In [1]:
!pip install nbformat

import nbformat

# Read the current notebook
with open('/content/MONA.ipynb', 'r') as f:
    nb = nbformat.read(f, as_version=4)

# Remove widget metadata if it exists
if 'widgets' in nb.metadata:
    del nb.metadata['widgets']
    print("Removed 'widgets' metadata")

# Write the fixed version
with open('/content/MONA_fixed.ipynb', 'w') as f:
    nbformat.write(nb, f)

print("Fixed notebook saved as MONA_fixed.ipynb")

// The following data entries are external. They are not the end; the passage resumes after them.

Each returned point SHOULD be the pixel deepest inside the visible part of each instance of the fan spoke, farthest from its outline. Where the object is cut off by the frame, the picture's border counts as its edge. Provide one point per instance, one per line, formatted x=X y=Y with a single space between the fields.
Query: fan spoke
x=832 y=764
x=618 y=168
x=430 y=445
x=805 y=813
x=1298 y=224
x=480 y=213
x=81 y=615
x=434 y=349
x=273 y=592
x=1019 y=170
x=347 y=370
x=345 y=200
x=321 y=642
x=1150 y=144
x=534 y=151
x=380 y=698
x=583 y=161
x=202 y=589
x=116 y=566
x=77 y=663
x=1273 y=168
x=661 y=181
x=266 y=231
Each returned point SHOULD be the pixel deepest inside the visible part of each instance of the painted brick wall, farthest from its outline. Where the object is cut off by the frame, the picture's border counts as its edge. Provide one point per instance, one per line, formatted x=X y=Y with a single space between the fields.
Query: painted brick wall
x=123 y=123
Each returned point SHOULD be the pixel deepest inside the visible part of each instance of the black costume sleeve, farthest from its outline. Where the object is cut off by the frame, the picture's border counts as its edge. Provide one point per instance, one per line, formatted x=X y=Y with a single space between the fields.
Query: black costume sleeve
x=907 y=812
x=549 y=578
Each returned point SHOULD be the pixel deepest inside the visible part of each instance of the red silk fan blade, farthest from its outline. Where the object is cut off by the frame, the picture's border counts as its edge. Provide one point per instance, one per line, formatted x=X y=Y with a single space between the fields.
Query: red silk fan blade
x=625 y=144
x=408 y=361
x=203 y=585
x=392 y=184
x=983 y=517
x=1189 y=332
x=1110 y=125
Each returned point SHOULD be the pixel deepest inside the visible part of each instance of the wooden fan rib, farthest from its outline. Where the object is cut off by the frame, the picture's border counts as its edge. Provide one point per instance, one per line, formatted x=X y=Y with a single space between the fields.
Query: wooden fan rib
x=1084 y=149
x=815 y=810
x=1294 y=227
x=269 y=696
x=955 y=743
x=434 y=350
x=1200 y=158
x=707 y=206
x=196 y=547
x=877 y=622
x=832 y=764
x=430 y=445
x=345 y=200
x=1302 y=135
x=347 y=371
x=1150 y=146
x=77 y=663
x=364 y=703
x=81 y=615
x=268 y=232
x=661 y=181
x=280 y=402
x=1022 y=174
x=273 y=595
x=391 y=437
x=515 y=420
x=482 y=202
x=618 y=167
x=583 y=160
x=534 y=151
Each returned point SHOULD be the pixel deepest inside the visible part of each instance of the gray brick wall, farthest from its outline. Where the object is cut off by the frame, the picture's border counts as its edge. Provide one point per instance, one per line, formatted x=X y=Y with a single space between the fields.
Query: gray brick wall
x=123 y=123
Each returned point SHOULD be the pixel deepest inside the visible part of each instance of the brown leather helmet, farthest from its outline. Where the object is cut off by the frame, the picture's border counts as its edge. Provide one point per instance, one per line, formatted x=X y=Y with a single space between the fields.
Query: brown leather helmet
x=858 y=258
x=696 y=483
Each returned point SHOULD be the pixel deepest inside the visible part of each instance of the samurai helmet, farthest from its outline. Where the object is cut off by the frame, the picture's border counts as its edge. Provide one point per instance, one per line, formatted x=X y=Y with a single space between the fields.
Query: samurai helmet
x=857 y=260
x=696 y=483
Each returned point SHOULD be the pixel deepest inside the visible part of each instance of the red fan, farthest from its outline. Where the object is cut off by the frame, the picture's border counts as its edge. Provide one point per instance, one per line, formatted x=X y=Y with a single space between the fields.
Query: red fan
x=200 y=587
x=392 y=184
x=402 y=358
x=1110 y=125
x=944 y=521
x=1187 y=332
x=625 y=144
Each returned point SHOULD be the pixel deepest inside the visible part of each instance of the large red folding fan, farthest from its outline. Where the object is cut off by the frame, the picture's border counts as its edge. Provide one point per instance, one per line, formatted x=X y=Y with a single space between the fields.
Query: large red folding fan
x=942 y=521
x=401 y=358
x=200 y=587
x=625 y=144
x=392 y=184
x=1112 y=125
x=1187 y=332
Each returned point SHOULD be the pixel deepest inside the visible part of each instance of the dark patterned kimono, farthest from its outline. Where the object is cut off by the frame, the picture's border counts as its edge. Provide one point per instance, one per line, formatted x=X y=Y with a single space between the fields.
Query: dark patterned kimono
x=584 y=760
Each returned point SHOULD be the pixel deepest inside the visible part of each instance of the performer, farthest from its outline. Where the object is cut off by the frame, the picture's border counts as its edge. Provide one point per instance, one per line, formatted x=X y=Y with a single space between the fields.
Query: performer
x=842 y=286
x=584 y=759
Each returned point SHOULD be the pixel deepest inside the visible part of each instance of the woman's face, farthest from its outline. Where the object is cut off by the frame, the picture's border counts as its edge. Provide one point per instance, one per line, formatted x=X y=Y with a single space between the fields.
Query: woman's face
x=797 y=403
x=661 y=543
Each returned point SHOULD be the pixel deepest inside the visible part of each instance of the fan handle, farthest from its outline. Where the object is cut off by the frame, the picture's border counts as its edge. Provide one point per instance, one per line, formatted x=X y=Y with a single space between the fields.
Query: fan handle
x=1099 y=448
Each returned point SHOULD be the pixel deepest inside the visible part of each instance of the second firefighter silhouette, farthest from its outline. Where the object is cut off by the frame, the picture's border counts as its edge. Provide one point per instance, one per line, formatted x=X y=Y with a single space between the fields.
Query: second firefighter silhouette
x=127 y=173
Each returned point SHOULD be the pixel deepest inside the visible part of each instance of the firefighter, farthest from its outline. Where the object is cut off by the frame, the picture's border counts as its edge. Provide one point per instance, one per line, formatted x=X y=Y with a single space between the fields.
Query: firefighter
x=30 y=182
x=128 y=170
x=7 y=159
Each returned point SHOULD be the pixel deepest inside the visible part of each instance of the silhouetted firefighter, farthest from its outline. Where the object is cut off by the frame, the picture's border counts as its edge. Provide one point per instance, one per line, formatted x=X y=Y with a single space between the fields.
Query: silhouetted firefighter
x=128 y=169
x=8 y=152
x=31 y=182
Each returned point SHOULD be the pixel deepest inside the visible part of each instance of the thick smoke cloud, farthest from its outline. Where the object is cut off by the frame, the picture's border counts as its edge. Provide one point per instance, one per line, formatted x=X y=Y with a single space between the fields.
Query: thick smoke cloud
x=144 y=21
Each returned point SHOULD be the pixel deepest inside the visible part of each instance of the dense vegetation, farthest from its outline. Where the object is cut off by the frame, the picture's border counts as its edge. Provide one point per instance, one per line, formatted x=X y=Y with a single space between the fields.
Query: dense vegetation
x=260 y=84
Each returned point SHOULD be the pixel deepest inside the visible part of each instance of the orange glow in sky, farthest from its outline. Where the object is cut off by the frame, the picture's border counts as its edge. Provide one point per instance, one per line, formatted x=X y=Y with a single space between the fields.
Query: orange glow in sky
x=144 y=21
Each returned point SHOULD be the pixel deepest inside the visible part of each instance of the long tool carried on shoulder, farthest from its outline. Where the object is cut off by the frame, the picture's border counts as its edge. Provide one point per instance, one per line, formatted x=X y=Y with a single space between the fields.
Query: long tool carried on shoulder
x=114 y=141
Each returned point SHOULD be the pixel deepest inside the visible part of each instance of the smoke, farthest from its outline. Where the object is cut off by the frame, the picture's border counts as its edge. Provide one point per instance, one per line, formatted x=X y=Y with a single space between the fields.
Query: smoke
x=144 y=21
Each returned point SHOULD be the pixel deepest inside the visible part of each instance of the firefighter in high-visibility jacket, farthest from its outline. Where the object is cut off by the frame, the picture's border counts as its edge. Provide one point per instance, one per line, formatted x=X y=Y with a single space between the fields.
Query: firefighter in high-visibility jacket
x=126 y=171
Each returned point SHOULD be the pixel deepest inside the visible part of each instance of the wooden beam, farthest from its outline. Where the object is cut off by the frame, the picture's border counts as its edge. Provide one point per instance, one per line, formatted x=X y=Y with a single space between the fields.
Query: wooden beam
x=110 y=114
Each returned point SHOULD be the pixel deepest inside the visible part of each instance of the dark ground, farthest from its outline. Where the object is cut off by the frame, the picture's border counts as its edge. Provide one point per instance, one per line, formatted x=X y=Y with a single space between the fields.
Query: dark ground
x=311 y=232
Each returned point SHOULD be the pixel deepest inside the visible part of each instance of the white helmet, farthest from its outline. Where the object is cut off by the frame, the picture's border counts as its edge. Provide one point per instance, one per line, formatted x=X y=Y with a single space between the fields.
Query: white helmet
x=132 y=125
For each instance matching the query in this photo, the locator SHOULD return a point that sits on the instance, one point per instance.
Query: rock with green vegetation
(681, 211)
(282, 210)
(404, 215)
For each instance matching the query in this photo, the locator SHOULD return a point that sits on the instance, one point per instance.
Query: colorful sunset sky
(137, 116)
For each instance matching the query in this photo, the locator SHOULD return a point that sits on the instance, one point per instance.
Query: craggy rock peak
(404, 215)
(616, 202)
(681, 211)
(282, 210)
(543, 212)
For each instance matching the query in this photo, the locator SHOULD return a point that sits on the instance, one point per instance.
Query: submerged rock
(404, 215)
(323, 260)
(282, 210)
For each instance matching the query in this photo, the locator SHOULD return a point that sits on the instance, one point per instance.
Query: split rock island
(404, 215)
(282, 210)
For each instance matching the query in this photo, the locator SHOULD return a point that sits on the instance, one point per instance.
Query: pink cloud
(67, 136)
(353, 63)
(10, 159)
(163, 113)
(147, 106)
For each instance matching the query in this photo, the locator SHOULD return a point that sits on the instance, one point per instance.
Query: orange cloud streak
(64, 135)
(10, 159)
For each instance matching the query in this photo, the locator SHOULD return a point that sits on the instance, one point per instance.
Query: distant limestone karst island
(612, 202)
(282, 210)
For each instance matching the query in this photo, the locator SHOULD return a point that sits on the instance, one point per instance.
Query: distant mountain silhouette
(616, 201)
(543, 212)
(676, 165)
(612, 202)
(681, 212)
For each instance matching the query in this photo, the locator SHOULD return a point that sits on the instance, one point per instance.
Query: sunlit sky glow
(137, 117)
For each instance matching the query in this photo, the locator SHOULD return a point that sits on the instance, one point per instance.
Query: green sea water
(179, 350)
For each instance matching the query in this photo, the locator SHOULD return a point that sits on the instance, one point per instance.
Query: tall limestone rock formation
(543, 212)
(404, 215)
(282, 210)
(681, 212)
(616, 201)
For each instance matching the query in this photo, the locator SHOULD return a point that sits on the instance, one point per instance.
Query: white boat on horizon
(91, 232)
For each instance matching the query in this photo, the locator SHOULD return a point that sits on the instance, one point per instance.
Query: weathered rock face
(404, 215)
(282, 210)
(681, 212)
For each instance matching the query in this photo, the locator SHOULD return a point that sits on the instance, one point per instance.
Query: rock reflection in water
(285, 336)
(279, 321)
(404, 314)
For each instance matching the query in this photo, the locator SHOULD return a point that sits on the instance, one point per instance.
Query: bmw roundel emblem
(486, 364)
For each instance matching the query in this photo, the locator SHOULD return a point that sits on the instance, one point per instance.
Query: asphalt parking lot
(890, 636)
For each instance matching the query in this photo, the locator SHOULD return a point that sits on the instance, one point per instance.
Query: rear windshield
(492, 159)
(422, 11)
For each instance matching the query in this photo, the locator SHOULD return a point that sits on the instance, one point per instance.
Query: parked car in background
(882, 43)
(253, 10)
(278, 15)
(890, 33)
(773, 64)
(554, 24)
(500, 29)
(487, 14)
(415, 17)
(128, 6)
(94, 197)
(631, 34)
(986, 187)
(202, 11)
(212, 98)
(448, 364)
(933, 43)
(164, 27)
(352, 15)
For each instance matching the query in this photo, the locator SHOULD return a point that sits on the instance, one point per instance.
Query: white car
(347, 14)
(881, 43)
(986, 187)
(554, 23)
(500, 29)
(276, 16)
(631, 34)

Removed 'widgets' metadata
Fixed notebook saved as MONA_fixed.ipynb


In [None]:
from google.colab import files
uploaded = files.upload()


In [None]:
ls

In [None]:
from transformers import pipeline,AutoModelForCausalLM, AutoTokenizer
import torch
from IPython.display import  clear_output


device = 'cuda' if torch.cuda.is_available() else 'cpu'

In [None]:
import subprocess

def convert_mp4_to_mp3(input_file, output_file):
    """Convert an MP4 file to MP3 using ffmpeg."""
    try:
        command = [
            "ffmpeg",
            "-i", input_file,          # Input file
            "-vn",                     # Disable video
            "-acodec", "libmp3lame",   # Use MP3 codec
            "-b:a", "192k",            # MP3 bitrate
            output_file                # Output file
        ]
        subprocess.run(command, check=True)
        print(f"Conversion successful: {output_file}")
    except subprocess.CalledProcessError as e:
        print("Error during conversion:", e)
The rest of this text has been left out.